There were few highlights at Nintendo's 2003 conference - its lasting contribution to the annals of history is perhaps how it provided the dour set-up to the popular gaijin 4koma meme - but there were some flashes of inspiration. One of the more interesting announcements was Pac-Man Vs, Nintendo EAD's own take on Namco's long-running series that embraced the tangle of wires that was the system link, whereby Game Boy Advances could be tethered to a GameCube for a new kind of multiplayer.
Well, it was a new kind of multiplayer back then. The asymmetrical multiplayer (now there's a term you likely haven't heard in some time) was famously resurrected for the Wii U in what would end up being one of Nintendo's less successful consoles. For all its failings commercially, I had a huge soft spot for Nintendo's Wii U and its parade of eccentric games - things like Nintendo Land, which to this day still gets dusted off whenever friends assemble at mine.
So I've always been kind of curious to see where it all began, and rewind back to 2003 when Nintendo first started exploring the idea. But it's been a bit difficult to - Pac-Man Versus, despite taking centre stage at Nintendo's 2003 conference, never enjoyed a full release. It was instead bundled somewhat unceremoniously with R: Racing Evolution, and came out with such little fanfare that it passed me by. That, and conjuring up enough Game Boy Advances and link cables for the unholy tangle that was a system link session has always been a massive pain in the arse.
A port popped up on the Nintendo DS' Namco Museum, and now the whole thing's turned up on the Switch as part of its own Namco Museum, an 11 game compilation that's just gone live on the eShop for the fairly steep price of £29.99. Still, they're decent ports that come with the bonus of being able to play in Tate mode when undocked, meaning you can put your Switch on its side to make the most of all that screen real estate, and it's a beautifully packaged collection of games with the likes of Galaga '88, Dig Dug and SkyKid leading the way.
The real prize has to be Pac-Man Vs, though, given that this is the best version we've had to date.

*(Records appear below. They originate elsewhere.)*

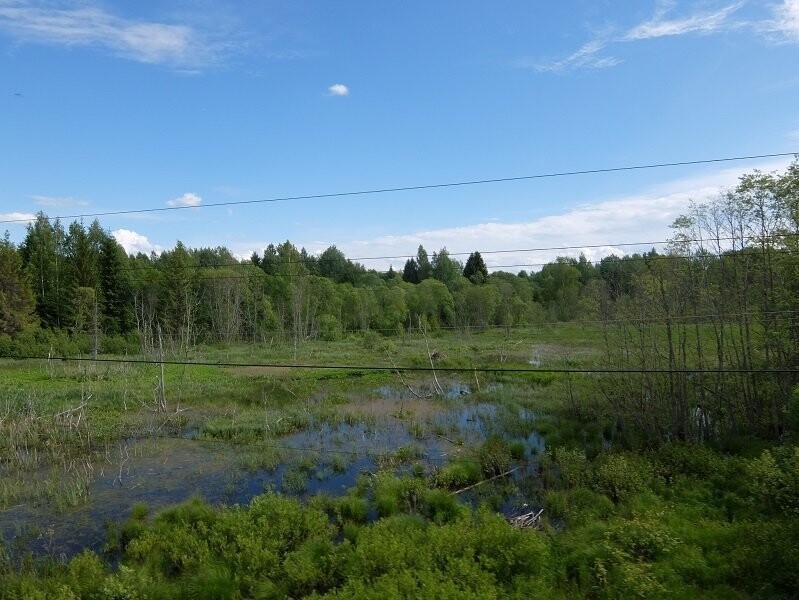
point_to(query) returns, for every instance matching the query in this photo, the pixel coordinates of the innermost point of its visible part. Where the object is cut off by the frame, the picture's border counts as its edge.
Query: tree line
(712, 321)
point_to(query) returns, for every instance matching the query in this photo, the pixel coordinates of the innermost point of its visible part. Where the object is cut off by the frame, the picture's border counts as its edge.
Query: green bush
(620, 476)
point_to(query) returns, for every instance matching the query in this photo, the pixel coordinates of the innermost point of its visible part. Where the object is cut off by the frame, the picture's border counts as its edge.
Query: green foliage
(572, 464)
(774, 478)
(458, 474)
(619, 476)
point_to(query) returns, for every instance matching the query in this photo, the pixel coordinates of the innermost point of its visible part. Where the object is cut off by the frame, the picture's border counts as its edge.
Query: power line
(319, 260)
(585, 370)
(534, 326)
(139, 271)
(419, 187)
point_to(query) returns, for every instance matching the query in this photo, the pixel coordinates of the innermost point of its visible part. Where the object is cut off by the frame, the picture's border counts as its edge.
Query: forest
(663, 387)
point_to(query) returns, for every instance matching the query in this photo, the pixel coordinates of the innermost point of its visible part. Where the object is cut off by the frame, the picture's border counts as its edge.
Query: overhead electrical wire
(410, 188)
(321, 260)
(140, 271)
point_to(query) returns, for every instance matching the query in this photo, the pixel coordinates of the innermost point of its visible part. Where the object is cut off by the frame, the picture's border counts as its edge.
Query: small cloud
(786, 21)
(134, 242)
(58, 201)
(17, 217)
(187, 199)
(338, 89)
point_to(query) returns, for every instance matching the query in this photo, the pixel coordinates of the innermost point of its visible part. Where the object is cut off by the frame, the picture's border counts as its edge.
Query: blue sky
(117, 105)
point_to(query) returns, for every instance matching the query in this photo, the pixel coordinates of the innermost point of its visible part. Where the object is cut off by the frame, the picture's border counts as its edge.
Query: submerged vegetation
(175, 432)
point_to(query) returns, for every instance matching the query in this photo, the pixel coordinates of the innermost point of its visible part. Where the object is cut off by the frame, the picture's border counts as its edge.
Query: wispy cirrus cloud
(594, 55)
(596, 229)
(700, 23)
(83, 24)
(784, 26)
(588, 56)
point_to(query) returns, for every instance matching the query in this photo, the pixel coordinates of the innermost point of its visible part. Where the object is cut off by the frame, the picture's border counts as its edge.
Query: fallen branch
(402, 380)
(526, 520)
(474, 485)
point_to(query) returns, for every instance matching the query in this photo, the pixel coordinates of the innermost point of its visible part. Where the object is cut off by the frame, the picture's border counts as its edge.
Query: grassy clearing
(682, 520)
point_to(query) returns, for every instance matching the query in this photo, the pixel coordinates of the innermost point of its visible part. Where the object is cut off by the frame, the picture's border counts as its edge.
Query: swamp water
(159, 472)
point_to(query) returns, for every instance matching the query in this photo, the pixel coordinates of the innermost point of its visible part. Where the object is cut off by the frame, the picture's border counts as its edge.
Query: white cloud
(659, 26)
(187, 199)
(786, 21)
(338, 89)
(587, 57)
(133, 242)
(597, 228)
(59, 201)
(16, 218)
(85, 25)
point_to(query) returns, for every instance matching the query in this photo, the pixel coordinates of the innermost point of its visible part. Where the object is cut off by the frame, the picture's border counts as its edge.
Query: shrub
(619, 476)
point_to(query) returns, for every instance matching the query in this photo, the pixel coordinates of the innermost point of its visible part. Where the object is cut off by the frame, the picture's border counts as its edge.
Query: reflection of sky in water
(165, 471)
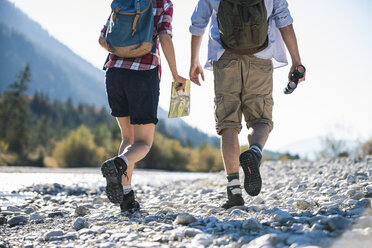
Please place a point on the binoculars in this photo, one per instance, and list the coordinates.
(298, 73)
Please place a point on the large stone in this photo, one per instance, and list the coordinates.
(81, 211)
(17, 220)
(267, 240)
(303, 205)
(3, 220)
(37, 217)
(338, 223)
(202, 240)
(80, 223)
(251, 225)
(184, 219)
(53, 234)
(13, 209)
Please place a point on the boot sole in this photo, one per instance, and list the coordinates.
(114, 188)
(252, 177)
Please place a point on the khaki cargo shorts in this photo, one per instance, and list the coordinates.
(243, 84)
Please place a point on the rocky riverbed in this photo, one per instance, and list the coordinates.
(319, 204)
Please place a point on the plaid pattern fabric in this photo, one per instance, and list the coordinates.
(163, 12)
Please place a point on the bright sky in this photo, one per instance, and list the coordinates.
(334, 44)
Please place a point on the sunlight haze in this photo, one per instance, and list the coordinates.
(334, 44)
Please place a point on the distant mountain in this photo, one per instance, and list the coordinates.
(61, 74)
(56, 70)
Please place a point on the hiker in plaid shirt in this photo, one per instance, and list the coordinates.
(132, 86)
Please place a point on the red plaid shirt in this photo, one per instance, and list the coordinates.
(163, 13)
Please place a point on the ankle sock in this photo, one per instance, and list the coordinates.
(257, 149)
(233, 183)
(122, 156)
(127, 189)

It's perfectly possible to play on a single Switch, though there's a free download on the store that'll enable you to link up with other Switch units and play the way god - or Miyamoto, in this case - intended, with one screen given over to the entire maze while the other hosts the ghost's more limited view of it all.
Is Pac-Man Vs any good, though? It's interesting enough, and you can sense that spark that set off a fairly destructive wildfire within Nintendo as it pursued the idea to its own dead end. There's an attraction to asymmetrical multiplayer that's undeniable, and it's exciting seeing it applied to Pac-Man's time-honoured formula. And, most importantly, it works. The idea's simple - you're either chasing as the ghosts or being chased as Pac-Man, with the roles reversing whenever Pac-Man's caught ensuring there's a nice balance to it all - even if there's never much meat added to those bones.

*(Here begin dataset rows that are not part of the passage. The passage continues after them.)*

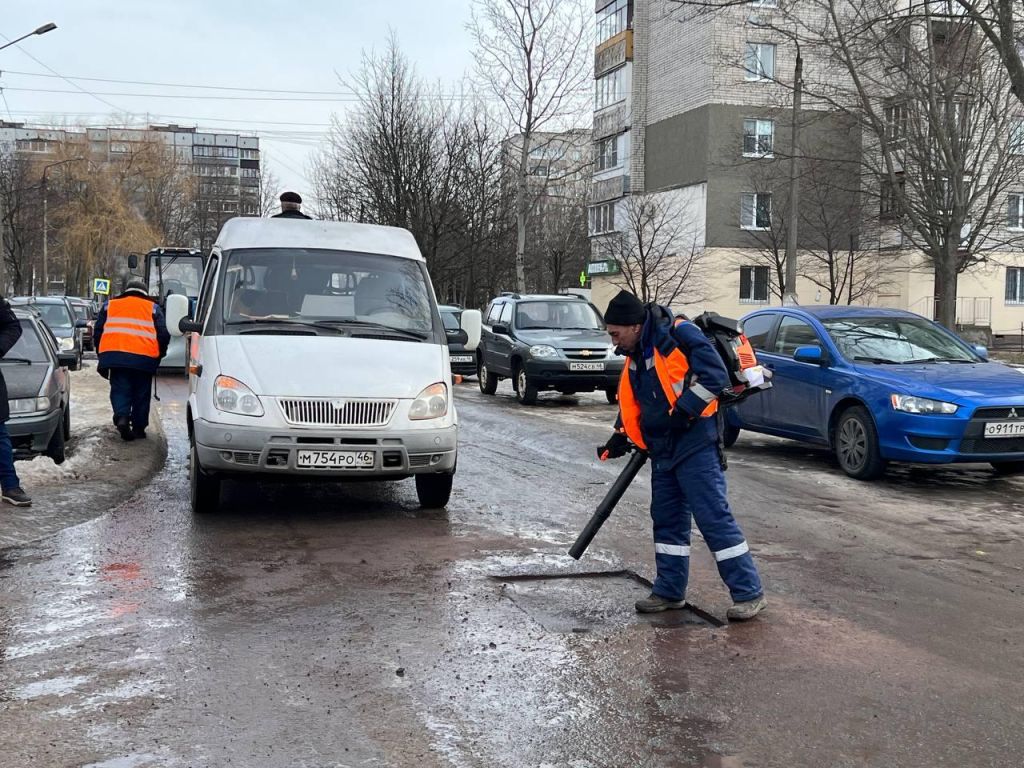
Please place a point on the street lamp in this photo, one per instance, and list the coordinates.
(46, 274)
(41, 31)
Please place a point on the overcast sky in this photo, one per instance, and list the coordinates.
(238, 43)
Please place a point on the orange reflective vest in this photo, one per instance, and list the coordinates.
(130, 328)
(673, 371)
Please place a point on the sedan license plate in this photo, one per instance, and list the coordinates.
(334, 460)
(1005, 429)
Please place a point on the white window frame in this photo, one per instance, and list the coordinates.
(754, 61)
(609, 89)
(612, 19)
(753, 297)
(1014, 274)
(1015, 200)
(758, 134)
(602, 218)
(755, 199)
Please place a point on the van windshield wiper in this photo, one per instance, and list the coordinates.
(422, 336)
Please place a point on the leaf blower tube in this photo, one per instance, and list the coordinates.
(604, 509)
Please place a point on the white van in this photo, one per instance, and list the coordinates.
(317, 351)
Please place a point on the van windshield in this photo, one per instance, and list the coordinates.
(327, 288)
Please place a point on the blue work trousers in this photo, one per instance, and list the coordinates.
(130, 393)
(8, 477)
(694, 489)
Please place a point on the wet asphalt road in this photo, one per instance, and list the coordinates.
(341, 626)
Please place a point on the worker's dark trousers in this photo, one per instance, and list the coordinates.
(130, 393)
(694, 488)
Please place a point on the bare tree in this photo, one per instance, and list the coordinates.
(658, 251)
(535, 56)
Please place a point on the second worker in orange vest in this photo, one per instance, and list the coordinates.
(668, 400)
(131, 338)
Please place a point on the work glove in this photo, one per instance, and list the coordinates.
(615, 448)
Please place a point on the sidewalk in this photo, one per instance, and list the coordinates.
(100, 471)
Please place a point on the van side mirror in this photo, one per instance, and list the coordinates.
(177, 310)
(471, 323)
(811, 353)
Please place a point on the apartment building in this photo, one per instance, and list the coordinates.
(688, 113)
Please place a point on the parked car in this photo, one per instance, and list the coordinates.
(880, 385)
(85, 310)
(38, 390)
(58, 314)
(547, 342)
(463, 359)
(317, 352)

For amateur Nintendo historians like myself it's a fascinating curio, but its merits as a game have certainly faded: Nintendo moved the idea on in more substantial ways throughout the Wii U's life (and if you haven't played Nintendo Land, where the concept is made to really sing, then I implore you to do so!), while Pac-Man's benefitted from a meatier remix in the form of Championship Edition.
Is it worth £29.99 to try it out? I've certainly paid more to sample less enjoyable parts of Nintendo's history just out of curiosity, but I couldn't recommend you do the same. Still, there are plenty worse ways to spend that kind of money on the eShop right now, and I can't think of any that are quite as significant as this is, in its own curious way.